God's Hero in the Conflict between Good and Evil by Christopher Wood-Archer is licensed under CC BY-NC-SA 4.0
Thank you Christopher, I really needed this sermon, it is so tempting to consider repaying evil with evil methods instead of trusting in God and using his strength to outlast the evil we come against. I read it in addition to listening to it this morning and I think I have found an important typo in the last sentence. Should it be "enable us to overcome evil withOUT coming to resemble evil ourselves"? Thank you for all you do in this time Kate
ReplyDeleteThanks. Interested what you think about the Lord of the Rings books. Judith
ReplyDeleteThank you Judith. I read Lord of the Rings as a teenager and I have read it again since. As a piece of literature I think it is magnificent. As far as the myth of redemptive violence is concerned I do think it sends a somewhat mixed message. There is a war being waged, and it is certainly framed as a war between good and evil. There is an interesting contrast made in the book between Saruman and Gandalf. Saruman thinks he can manage the power of evil to his own ends but in the end is consumed by it. Whereas Gandalf is fully aware that controlling evil's power is impossible, which is why he will not touch the Ring, and why he argues for its destruction.
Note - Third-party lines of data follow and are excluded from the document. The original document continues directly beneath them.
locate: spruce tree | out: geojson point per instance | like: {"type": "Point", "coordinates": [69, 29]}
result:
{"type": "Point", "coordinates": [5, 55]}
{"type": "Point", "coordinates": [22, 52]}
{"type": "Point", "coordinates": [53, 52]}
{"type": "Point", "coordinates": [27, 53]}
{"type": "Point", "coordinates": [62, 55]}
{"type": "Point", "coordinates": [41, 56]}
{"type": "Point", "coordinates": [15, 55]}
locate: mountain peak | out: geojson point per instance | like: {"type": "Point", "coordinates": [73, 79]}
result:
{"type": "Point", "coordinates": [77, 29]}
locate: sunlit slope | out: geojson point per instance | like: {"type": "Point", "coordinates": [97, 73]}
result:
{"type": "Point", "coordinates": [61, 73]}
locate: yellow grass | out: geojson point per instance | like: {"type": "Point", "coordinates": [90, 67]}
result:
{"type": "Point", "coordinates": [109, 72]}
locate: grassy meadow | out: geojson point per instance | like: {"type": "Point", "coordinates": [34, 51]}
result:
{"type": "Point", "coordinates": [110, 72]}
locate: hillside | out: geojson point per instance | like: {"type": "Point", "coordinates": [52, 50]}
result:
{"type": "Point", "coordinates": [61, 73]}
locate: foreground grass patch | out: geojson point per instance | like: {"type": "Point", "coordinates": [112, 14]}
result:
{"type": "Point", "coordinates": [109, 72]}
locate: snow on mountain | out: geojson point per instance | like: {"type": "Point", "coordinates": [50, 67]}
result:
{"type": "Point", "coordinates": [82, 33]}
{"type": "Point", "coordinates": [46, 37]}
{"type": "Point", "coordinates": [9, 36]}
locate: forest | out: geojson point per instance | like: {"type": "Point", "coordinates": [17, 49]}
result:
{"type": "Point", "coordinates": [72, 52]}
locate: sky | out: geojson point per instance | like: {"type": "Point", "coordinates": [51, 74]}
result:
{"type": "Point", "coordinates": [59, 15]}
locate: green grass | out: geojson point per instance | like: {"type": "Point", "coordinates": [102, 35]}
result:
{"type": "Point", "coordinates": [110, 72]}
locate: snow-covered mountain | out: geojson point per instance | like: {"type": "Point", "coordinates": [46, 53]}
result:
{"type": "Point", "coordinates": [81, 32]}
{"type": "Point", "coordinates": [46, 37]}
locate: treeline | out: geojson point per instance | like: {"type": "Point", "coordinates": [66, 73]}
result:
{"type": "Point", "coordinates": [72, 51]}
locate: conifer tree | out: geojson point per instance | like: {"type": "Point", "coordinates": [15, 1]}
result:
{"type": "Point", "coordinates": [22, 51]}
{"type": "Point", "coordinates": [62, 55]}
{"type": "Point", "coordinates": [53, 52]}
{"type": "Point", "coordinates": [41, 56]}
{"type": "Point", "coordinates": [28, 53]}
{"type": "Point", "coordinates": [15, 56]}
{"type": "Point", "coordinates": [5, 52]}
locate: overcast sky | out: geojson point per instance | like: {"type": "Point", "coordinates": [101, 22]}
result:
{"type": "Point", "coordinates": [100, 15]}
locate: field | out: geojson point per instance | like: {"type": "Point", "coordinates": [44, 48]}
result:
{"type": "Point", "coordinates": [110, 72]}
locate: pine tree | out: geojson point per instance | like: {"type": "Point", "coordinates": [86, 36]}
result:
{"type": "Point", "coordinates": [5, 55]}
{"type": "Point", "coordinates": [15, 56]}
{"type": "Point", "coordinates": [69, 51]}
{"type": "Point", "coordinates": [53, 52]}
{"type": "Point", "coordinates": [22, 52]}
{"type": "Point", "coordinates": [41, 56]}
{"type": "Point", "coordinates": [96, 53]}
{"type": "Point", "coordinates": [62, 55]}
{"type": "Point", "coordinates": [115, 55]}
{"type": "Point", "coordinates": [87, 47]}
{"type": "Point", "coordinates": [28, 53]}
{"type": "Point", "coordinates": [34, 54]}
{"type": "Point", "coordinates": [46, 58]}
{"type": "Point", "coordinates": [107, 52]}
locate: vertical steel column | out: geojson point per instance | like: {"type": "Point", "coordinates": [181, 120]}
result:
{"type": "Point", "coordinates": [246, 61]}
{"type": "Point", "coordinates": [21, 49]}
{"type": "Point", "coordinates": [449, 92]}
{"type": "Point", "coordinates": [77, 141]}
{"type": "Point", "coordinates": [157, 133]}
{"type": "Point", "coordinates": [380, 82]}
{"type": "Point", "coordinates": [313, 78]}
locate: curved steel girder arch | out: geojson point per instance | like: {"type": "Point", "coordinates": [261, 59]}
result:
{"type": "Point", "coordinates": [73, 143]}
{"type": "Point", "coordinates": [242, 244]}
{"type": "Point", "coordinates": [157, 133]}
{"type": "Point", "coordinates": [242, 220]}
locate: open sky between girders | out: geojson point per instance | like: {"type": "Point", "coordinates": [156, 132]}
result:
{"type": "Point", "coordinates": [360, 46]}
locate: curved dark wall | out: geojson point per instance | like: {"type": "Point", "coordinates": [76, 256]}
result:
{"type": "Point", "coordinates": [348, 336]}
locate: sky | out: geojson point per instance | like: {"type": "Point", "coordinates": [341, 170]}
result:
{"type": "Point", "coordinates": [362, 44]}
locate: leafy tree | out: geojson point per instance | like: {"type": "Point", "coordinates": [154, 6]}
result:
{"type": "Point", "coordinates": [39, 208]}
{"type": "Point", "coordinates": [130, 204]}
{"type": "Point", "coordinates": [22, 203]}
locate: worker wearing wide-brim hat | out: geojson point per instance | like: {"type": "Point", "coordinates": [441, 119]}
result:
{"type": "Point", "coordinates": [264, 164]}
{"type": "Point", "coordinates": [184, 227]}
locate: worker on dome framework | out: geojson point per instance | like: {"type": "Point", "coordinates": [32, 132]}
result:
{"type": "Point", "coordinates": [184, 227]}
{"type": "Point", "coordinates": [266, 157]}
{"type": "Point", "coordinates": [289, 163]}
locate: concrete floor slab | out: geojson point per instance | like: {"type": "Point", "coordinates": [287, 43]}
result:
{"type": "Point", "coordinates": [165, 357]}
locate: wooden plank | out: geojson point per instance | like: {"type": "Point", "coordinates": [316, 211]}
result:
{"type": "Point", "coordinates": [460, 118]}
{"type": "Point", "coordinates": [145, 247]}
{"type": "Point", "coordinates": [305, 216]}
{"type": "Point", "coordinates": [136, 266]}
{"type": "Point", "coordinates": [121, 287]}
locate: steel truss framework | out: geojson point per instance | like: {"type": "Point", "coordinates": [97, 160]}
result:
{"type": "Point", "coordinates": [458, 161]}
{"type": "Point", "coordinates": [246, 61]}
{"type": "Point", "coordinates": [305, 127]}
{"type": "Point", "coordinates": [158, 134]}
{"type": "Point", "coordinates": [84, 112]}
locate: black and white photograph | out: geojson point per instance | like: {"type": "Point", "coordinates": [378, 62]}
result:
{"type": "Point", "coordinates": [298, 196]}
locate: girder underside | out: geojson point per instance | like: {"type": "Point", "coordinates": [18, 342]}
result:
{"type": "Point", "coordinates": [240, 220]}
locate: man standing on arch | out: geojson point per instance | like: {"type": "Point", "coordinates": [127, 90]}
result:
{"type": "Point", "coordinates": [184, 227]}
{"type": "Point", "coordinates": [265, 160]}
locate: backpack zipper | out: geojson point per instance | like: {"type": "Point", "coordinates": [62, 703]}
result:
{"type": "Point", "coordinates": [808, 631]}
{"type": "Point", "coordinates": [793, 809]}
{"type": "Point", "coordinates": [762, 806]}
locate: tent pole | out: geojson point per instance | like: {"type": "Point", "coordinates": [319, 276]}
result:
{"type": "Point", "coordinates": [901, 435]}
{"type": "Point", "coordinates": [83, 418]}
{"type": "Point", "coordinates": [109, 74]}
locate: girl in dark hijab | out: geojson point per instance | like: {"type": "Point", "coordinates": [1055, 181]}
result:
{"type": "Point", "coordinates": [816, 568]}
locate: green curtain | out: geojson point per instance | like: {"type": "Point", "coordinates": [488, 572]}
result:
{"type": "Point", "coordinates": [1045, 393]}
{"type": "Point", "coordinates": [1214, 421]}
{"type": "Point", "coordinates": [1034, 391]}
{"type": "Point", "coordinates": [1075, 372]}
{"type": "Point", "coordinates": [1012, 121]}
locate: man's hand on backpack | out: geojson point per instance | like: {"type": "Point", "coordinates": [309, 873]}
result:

The war which is waged through the book in the ends is not what redeems. It is the willingness of Frodo and Sam to risk themselves and suffer in order that the ring is destroyed. Gollum dies because he can't let go of the ring and falls into the Crack of Doom with it. I think it is worth paying attention to the difference between Gollum's death and that of Christ to begin to see the differences between the Lord of the Rings and the Gospel.